The commentary notes that "[l]anguage suggesting that character evidence alone can create a reasonable doubt was disapproved in United States v. Burke, 781 F.2d 1234 (7th Cir.1985), citing cases from several circuits."
We hold that so long as an instruction consistent with Quick, Frischling and Baysek is given, which calls the jury's attention to its duty to take character evidence into account with all of the other evidence in deciding whether the government has proved its charge beyond a reasonable doubt, the omission of the express "standing alone" language which was requested here is not an abuse of the discretion vested in the trial court to choose the wording of the character evidence charge.
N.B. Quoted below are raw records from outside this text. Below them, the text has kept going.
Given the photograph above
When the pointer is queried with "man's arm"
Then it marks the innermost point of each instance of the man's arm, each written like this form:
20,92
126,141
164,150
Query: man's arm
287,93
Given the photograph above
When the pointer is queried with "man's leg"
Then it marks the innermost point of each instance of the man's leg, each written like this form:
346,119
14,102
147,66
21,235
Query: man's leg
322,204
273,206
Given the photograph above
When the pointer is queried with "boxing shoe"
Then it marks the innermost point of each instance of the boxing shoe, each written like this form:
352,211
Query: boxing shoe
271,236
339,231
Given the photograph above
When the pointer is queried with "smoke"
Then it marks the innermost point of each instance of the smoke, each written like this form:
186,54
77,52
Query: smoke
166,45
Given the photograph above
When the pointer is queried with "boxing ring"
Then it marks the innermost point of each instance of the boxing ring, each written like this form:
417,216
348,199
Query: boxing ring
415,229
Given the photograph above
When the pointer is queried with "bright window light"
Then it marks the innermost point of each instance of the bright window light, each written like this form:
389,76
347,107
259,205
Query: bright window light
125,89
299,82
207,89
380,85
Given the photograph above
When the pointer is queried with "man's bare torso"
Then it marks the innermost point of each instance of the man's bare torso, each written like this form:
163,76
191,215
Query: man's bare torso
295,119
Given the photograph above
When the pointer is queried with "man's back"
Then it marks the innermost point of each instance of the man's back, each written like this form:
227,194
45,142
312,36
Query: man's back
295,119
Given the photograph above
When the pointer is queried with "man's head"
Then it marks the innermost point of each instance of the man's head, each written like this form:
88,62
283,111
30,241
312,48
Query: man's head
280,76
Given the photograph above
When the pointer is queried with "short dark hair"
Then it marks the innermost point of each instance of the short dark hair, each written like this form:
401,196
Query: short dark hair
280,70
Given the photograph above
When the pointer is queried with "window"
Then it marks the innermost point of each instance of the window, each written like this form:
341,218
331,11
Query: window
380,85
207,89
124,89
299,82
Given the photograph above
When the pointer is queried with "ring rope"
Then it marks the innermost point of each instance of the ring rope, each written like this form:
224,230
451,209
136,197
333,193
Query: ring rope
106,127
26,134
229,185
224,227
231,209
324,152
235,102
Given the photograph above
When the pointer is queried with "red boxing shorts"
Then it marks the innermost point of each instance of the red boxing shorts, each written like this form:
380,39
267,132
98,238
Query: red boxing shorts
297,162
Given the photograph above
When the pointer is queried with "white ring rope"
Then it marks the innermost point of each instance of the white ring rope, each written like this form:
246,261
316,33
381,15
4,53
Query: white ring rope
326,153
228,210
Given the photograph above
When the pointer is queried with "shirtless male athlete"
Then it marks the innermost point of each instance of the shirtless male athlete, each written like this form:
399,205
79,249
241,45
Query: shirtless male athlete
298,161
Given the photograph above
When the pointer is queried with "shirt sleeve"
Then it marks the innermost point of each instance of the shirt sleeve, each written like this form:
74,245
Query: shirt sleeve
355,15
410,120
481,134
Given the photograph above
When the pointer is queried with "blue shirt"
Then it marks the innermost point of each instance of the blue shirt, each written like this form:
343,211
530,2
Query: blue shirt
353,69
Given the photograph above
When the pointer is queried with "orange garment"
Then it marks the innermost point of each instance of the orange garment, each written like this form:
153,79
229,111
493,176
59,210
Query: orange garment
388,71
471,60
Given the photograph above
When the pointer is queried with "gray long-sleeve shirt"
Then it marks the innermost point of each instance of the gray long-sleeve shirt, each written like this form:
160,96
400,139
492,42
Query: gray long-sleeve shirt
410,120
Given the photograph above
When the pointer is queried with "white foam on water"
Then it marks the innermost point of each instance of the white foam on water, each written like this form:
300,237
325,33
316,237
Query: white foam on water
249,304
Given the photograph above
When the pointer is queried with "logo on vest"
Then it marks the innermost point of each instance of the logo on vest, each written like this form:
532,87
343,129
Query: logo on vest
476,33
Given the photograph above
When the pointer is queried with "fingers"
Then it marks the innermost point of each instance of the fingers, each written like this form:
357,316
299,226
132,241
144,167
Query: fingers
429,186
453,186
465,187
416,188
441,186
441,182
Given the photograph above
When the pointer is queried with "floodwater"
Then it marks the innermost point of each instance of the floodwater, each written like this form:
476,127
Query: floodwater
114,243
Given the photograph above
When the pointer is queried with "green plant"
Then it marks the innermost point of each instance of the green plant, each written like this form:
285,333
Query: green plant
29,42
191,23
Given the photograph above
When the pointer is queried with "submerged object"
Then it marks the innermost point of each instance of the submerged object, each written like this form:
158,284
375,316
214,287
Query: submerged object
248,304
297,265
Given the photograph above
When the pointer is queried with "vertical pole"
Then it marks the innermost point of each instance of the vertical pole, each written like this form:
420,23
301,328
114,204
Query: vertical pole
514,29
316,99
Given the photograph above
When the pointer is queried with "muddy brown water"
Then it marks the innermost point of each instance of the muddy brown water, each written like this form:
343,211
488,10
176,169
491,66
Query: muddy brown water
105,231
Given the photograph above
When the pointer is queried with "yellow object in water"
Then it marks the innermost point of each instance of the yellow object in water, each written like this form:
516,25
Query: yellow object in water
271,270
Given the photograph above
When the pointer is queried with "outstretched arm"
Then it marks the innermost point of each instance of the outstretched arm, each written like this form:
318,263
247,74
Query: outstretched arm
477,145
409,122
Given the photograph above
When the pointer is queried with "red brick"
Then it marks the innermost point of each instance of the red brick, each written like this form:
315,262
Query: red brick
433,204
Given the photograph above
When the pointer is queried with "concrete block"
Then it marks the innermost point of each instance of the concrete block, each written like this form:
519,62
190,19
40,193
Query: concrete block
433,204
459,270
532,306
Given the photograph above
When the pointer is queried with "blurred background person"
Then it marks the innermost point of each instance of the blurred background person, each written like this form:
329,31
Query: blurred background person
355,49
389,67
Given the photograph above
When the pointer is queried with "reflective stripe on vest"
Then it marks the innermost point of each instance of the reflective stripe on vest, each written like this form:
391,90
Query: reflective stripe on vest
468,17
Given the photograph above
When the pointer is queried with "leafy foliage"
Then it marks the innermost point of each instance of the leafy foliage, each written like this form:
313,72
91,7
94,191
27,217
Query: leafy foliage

The court's instruction satisfied the Quick, Frischling, Baysek standard. Thus the defendants' new trial motions were properly denied.
Spangler urges, however, that a new trial should be granted because the court promised a "standing alone" charge and thereby misled his attorney with respect to appropriate closing argument. We find no such promise in the record. Even if the record supported the contention the outcome would be no different, for there is no significant difference between counsel's argument and the court's instruction. Obviously counsel was free to place greater emphasis on the significance of the character evidence than did the trial judge.
Mairone contends that he received ineffective assistance of counsel because his attorney failed to request a more specific character evidence instruction. We do not ordinarily consider an ineffective assistance of counsel contention on direct appeal. United States v. Sturm, 671 F.2d 749 (3d Cir.) cert. denied, 459 U.S. 842, 103 S.Ct. 95, 74 L.Ed.2d 86 (1982). We note, however, that a collateral attack on the judgment of sentence in Mairone's case can hardly succeed with respect to the character evidence instruction in light of our holding that the instruction satisfied the caselaw governing in this circuit.
The judgments appealed from will, therefore, be affirmed.